Maggiore è la potenza del motore, maggiore è la forza con cui gira la lama, che è quindi in grado di tagliare vari tipi di alimenti, dai salumi al pane duro. Inoltre, un'affettatrice con motore potente è più facile da utilizzare, perché affetta con poco sforzo e velocemente, e può essere utilizzata a lungo, fino a 20 minuti consecutivi, senza surriscaldarsi.

Ovviamente, per essere efficace un'affettatrice non deve avere solo un motore potente, ma anche una lama affilata. Gli elementi da prendere in considerazione per valutare la qualità della lama sono:

·         il diametro: di solito, le affettatrici domestiche hanno una lama che va dai 17 ai 30 mm

·         il profilo, che può essere liscio o ondulato: quelle con profilo liscio servono ad affettare salumi e formaggi, quelle con profilo ondulato sono ideali per il taglio di pane e verdure

·         lo spessore del taglio: dipende dalla distanza tra la lama circolare e la vela, cioè la parte su cui scivola il prodotto. Nella maggior parte delle affettatrici da casa, lo spessore del taglio è tra i 15 e i 20 mm.

Struttura complessiva dello strumento e sicurezza

Nel valutare la struttura complessiva dello strumento, bisogna tenere in considerazione l’ingombro complessivo, ovvero la grandezza dell’apparecchio, ma anche il piatto scorrevole su cui si appoggiano gli alimenti da affettare. Inoltre, gli accessori aggiuntivi dell’affettatrice sono un elemento da considerare in fase d’acquisto, poiché il loro utilizzo migliora le prestazioni della macchina.
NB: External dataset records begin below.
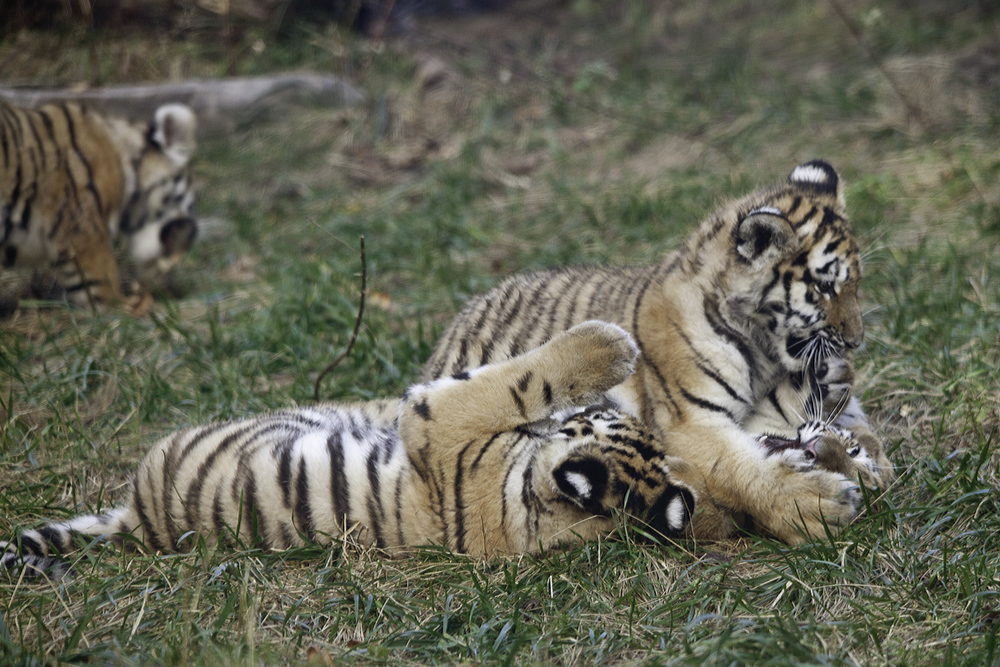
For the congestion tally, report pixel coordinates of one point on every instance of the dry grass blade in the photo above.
(357, 323)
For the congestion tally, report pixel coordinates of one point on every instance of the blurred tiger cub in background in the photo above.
(503, 459)
(72, 180)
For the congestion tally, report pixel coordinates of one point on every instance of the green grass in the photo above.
(594, 135)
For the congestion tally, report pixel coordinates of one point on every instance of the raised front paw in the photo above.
(595, 356)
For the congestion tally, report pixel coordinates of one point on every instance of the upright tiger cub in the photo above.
(746, 329)
(476, 462)
(71, 180)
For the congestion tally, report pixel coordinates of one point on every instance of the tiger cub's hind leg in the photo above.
(574, 369)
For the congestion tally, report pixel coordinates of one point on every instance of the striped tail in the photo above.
(38, 551)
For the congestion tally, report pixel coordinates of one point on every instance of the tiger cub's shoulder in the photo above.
(73, 179)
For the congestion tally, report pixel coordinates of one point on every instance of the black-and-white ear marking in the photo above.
(817, 175)
(582, 479)
(763, 233)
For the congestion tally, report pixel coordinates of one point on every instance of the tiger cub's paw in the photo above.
(813, 492)
(596, 356)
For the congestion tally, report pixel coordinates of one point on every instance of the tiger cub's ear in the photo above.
(173, 132)
(763, 237)
(582, 478)
(818, 175)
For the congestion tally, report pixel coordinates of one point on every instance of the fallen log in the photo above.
(217, 102)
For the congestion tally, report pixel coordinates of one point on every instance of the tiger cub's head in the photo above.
(796, 257)
(158, 221)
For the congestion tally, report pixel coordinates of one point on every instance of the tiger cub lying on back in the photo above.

Anche la sicurezza è molto importante, soprattutto se non si è pratici con l'uso dell'affettatrice. Innanzitutto, verificate che sulla confezione del prodotto sia presente il marchio CE, che ne assicura la conformità agli standard di sicurezza imposti dall'Unione Europea.

 

Il prezzo: non sempre il risparmio è un affare

Ovviamente non si può valutare il prezzo di un’affettatrice in senso assoluto, perché dipende da troppe variabili. Un consiglio che possiamo darvi, però, è quello di valutare la possibilità di acquistare un’affettatrice tenendo conto della sua qualità, quindi tenendo in considerazione tutte le caratteristiche descritte finora.